Ultimately, though, it’s Doctor Strange’s return to its protagonist’s long lost psychotherapeutic roots that works best. We don’t, the Ancient One tells Strange, defeat our demons, so much as we rise above them. Her point, which the film repeatedly affirms, is that the physician must heal himself—and that he can only do so by looking within. The film turns what could have been a trite insight into a rousing spectacle in the sequence in which Strange travels into Dormammu’s dark dimension, a void full of floating bulbous globes connected by knotted pathways. Clearly inspired by similar locales in the comics, it still looks like nothing so much as a woven mass of neurons, axons, and dendrites—the human mind reimagined as some monstrous maze.

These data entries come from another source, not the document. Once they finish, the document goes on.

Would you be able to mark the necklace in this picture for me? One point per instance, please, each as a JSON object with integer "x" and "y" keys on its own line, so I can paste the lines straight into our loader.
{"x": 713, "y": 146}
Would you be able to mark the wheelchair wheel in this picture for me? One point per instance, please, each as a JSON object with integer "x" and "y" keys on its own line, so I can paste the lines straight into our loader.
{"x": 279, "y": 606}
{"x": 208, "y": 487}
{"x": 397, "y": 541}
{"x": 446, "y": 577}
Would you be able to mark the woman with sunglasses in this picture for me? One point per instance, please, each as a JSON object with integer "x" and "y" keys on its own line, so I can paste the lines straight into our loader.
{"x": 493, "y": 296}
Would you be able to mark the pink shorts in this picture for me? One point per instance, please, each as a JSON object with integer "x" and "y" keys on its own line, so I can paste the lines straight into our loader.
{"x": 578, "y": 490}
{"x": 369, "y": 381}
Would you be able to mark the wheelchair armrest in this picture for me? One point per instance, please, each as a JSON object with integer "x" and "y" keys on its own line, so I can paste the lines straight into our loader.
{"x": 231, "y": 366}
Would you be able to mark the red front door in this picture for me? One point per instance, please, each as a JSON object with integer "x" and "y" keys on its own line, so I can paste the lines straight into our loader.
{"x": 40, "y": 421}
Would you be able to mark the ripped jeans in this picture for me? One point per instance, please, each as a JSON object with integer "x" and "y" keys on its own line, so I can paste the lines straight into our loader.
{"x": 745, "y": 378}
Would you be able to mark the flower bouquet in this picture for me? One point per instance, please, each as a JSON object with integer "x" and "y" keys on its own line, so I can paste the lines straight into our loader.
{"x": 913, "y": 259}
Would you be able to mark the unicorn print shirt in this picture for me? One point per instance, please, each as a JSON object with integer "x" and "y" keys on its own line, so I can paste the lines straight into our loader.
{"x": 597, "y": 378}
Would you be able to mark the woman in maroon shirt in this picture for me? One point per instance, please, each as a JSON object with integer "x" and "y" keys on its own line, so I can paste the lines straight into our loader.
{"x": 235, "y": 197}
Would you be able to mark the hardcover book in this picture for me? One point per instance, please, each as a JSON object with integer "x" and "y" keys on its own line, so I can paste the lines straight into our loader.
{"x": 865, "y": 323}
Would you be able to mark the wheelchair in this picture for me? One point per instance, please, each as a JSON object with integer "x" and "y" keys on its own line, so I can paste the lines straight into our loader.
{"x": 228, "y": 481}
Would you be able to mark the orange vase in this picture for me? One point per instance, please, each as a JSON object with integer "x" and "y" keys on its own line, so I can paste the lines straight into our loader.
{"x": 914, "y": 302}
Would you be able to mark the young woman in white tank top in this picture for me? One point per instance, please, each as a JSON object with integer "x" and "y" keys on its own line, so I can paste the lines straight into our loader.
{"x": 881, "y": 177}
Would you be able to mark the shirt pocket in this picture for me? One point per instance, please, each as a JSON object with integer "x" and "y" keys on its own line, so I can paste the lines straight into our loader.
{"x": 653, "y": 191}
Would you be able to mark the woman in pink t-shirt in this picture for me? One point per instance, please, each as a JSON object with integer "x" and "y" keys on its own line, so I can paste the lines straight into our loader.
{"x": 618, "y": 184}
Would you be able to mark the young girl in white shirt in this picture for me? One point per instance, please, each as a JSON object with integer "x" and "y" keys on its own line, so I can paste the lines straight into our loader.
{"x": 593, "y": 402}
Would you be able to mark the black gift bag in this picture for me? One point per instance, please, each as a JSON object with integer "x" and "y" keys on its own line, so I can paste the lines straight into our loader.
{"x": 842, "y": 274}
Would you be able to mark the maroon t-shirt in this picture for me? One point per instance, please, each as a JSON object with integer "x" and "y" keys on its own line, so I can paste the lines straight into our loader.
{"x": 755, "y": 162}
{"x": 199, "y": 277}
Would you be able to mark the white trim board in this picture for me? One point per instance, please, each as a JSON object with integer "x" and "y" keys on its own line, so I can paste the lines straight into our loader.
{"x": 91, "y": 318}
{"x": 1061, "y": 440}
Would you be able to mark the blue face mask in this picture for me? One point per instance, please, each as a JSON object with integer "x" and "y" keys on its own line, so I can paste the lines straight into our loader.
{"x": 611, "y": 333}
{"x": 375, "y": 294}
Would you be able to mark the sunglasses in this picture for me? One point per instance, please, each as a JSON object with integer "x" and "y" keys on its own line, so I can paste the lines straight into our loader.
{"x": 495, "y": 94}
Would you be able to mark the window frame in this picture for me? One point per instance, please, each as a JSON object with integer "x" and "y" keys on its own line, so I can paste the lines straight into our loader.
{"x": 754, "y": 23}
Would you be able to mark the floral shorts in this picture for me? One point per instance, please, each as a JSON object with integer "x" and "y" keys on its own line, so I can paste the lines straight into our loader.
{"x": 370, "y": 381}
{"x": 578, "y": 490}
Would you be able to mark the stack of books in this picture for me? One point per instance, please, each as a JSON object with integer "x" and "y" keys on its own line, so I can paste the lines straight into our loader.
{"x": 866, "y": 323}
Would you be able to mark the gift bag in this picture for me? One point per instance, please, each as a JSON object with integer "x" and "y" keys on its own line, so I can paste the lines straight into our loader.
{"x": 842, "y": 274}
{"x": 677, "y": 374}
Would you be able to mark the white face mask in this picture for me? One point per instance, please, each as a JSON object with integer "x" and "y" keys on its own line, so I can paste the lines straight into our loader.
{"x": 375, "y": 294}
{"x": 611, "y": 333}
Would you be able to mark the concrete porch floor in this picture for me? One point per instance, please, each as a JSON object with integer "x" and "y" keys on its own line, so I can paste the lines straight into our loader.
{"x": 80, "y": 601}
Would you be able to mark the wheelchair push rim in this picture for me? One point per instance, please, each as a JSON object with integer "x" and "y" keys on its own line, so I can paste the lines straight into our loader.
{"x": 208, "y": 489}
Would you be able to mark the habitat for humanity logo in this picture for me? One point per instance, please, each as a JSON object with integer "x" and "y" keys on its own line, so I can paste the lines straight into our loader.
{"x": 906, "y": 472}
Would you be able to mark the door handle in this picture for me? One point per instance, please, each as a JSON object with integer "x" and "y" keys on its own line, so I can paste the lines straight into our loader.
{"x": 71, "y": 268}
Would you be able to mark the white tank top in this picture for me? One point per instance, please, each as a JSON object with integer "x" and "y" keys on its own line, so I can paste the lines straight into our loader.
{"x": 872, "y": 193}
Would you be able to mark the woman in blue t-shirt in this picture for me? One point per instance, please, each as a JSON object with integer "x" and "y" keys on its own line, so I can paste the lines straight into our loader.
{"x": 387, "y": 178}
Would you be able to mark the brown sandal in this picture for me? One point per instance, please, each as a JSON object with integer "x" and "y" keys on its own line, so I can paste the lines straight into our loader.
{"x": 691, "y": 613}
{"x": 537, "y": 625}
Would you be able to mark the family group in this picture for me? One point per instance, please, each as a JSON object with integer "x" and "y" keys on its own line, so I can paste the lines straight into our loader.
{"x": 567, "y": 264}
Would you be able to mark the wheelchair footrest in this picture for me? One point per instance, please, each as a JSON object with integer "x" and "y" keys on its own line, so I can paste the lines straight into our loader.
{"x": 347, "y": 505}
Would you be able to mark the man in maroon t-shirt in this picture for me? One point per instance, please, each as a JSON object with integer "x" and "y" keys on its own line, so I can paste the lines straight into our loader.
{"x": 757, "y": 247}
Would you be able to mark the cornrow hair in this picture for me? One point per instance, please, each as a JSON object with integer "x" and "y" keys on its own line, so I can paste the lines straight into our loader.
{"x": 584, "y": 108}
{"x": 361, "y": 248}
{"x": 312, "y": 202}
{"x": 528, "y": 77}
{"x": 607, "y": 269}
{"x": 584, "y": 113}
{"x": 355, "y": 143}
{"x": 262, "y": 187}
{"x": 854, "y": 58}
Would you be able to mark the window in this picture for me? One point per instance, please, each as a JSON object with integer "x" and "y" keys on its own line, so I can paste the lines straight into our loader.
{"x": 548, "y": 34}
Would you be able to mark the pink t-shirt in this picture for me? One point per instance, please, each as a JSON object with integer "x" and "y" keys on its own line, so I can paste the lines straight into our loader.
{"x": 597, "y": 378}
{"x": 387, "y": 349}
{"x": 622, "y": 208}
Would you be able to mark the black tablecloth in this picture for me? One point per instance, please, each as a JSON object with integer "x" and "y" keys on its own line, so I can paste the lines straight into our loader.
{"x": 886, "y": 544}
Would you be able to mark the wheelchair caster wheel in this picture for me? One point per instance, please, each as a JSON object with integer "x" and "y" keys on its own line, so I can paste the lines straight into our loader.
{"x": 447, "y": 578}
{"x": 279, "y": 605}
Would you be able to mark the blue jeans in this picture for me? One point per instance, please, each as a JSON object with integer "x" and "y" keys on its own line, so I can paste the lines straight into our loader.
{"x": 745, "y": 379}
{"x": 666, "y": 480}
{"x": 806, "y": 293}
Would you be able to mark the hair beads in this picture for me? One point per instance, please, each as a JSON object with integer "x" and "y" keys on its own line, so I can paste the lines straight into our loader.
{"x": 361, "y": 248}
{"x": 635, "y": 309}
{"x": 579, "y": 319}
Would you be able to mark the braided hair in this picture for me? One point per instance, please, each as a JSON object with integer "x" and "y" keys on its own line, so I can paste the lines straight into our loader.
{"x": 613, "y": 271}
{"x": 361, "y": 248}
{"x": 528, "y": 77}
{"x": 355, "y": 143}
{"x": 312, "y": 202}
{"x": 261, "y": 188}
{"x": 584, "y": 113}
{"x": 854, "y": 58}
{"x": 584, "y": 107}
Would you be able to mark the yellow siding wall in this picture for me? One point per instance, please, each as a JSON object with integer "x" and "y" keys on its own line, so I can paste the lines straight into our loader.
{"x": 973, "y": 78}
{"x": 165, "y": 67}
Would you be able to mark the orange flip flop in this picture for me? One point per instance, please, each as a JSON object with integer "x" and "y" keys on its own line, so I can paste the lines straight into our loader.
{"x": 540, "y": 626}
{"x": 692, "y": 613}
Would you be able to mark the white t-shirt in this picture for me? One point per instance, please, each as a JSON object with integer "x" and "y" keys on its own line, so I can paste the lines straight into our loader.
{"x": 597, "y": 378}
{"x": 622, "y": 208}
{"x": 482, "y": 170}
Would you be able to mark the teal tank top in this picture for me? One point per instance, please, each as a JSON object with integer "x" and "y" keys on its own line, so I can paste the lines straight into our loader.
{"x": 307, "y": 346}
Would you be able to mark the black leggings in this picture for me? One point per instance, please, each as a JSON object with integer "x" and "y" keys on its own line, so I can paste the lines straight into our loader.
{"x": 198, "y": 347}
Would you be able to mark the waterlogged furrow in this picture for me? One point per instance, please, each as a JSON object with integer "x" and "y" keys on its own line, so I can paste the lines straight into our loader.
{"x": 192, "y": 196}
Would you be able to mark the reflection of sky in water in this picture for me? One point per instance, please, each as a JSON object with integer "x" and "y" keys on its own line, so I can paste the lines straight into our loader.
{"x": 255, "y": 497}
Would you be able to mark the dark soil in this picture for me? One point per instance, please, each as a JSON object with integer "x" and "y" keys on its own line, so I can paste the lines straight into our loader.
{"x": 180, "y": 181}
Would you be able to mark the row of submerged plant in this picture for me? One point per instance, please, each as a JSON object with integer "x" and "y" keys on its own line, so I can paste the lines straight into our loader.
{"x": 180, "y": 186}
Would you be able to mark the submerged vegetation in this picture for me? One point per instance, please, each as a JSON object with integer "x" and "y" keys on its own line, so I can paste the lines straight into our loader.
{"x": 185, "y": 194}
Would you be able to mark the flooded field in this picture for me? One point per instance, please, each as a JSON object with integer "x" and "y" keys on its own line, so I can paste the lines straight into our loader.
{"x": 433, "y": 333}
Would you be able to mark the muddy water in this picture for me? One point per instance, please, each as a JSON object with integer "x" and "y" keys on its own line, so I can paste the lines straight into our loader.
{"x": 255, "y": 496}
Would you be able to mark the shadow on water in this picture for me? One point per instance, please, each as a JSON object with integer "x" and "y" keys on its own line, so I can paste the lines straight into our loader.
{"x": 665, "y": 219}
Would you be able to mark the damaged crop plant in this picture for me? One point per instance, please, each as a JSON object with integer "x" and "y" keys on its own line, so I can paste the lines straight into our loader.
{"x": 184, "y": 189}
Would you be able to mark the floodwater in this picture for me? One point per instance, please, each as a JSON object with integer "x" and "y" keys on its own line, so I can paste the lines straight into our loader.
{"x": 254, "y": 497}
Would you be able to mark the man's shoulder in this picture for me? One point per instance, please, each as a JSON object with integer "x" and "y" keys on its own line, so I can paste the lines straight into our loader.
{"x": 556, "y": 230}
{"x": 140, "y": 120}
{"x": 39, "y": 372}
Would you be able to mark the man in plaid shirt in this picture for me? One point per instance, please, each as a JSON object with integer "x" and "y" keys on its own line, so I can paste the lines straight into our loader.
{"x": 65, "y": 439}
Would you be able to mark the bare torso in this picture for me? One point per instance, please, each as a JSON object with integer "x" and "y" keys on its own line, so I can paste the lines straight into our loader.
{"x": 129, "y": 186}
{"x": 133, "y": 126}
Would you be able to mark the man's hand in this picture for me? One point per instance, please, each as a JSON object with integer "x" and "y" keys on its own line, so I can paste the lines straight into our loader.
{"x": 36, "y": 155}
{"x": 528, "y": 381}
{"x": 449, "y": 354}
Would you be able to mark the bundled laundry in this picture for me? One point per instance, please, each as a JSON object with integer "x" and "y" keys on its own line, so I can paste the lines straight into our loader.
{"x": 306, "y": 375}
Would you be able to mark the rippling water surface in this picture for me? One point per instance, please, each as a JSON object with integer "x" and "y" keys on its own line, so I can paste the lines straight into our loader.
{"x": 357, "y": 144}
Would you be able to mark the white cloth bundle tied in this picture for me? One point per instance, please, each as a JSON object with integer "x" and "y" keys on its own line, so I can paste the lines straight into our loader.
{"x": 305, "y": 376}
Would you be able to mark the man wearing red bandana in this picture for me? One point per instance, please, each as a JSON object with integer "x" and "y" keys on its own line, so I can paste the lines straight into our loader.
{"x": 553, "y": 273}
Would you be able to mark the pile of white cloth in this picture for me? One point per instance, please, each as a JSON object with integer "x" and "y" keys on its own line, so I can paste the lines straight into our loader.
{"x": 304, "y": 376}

Though the film’s clever resolution to Strange’s inner conflict is better seen than described, suffice to say that it finds Strange willfully revisiting his painful past trauma, much as a patient might while reclining on a therapist’s couch. In this bizarre elsewhere, the neurosurgeon becomes a therapist once again, this time by confronting his own nightmares and reclaiming his own power from them. It is only fitting that, in the process, the film lets him find his peace by distantly nodding to the story that began it all.